*** Ministers oppose fixed state firm levy | THE DAILY TRIBUNE | KINGDOM OF BAHRAIN

Ministers oppose fixed state firm levy

TDT | Manama

Email: mail@newsofbahrain.com

Ministers pushed back against a draft law to fix the share of state-owned company profits paid into the state budget. They said they support the idea of public firms contributing to the treasury but have concerns about implementing a rigid legal rate.

Officials argued that tying the payment to a fixed percentage in law could create problems during market fluctuations, making it difficult for companies to adjust to changing economic conditions.

Minister of Cabinet Affairs, His Excellency Hamad Al Malki, said the government’s dispute was with the method in the bill, not the main idea behind it.

Budget

He said there is already an agreed way for government-owned companies to pay into the general budget during preparation of the state budget every two years, with the legislature taking part in that process.

The Minister said a fixed share written into law would not take enough account of the ups and downs faced by companies and the way results change from one year to the next.

He said the current way allows a set amount to be agreed after looking at trading conditions and company performance, and added that it is reviewed from time to time with the legislative authority involved.

Mechanism

“The government agrees with the principle of state-owned companies contributing to the general budget of the state,” H.E. Al Malki said. “But we differ with the draft law in the mechanism proposed.”

He said fixing a share of net profit in law would hurt company growth plans and would also make it harder for the Ministry of Finance and National Economy to work out the budget with precision.

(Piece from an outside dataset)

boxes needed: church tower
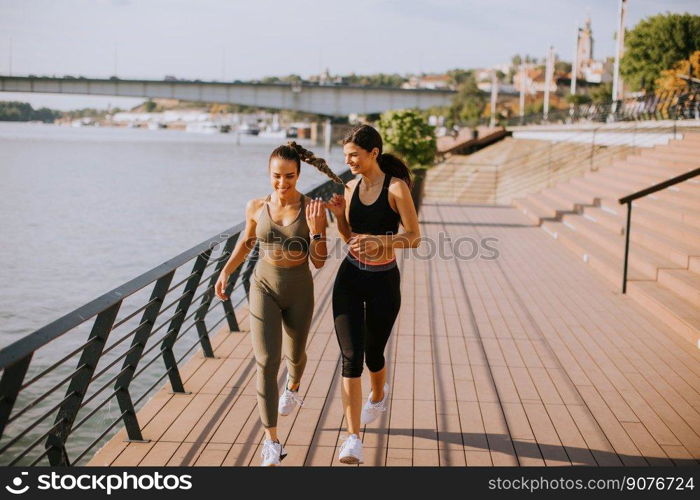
[576,17,594,77]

“Setting a fixed percentage of companies’ net profits would have a negative effect on their expansion plans,” he said, adding that it would also affect the ministry’s ability to determine budget figures accurately.

H.E. Al Malki said Mumtalakat Holding Company has paid BD240 million into the state budget since 2017.

Sum

He said the sum began at BD10 million in 2017, rose over time and reached BD40 million in 2024, with another BD40 million paid in 2025.

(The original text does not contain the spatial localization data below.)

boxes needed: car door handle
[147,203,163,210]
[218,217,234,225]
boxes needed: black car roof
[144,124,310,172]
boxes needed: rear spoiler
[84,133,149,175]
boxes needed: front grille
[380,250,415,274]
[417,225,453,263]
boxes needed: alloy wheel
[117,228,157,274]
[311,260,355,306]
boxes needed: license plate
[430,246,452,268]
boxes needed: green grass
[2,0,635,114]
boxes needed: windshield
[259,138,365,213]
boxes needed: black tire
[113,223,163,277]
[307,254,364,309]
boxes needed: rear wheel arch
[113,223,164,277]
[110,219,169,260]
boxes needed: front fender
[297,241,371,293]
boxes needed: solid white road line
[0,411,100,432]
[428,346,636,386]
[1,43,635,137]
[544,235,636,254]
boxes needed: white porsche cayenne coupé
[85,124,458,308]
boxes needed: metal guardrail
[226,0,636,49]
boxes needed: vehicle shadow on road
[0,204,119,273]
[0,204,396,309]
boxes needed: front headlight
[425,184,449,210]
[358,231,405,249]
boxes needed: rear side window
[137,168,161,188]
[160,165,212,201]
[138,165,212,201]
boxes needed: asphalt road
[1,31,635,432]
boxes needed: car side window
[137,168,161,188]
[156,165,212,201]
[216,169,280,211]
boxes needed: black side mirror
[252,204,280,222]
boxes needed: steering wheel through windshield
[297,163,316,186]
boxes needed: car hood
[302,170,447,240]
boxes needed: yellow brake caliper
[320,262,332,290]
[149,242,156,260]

Oil and Environment Minister, H.E. Mohammed bin Daina, said state-owned firms already pass through layers of financial review and legal scrutiny.

He said each board of directors draws up its company’s budget, which is then approved by the board, checked by internal auditors and audited by outside auditors before going to the shareholder, the Ministry of Finance and National Economy, for approval.

“Each board of directors is responsible for setting the company’s budget,” H.E. Bin Daina said. “The budget is approved by the board of directors, and there are internal auditors for all company accounts, audited by external auditors.”

He said company accounts also fall under the Companies Law and that all accounts are audited.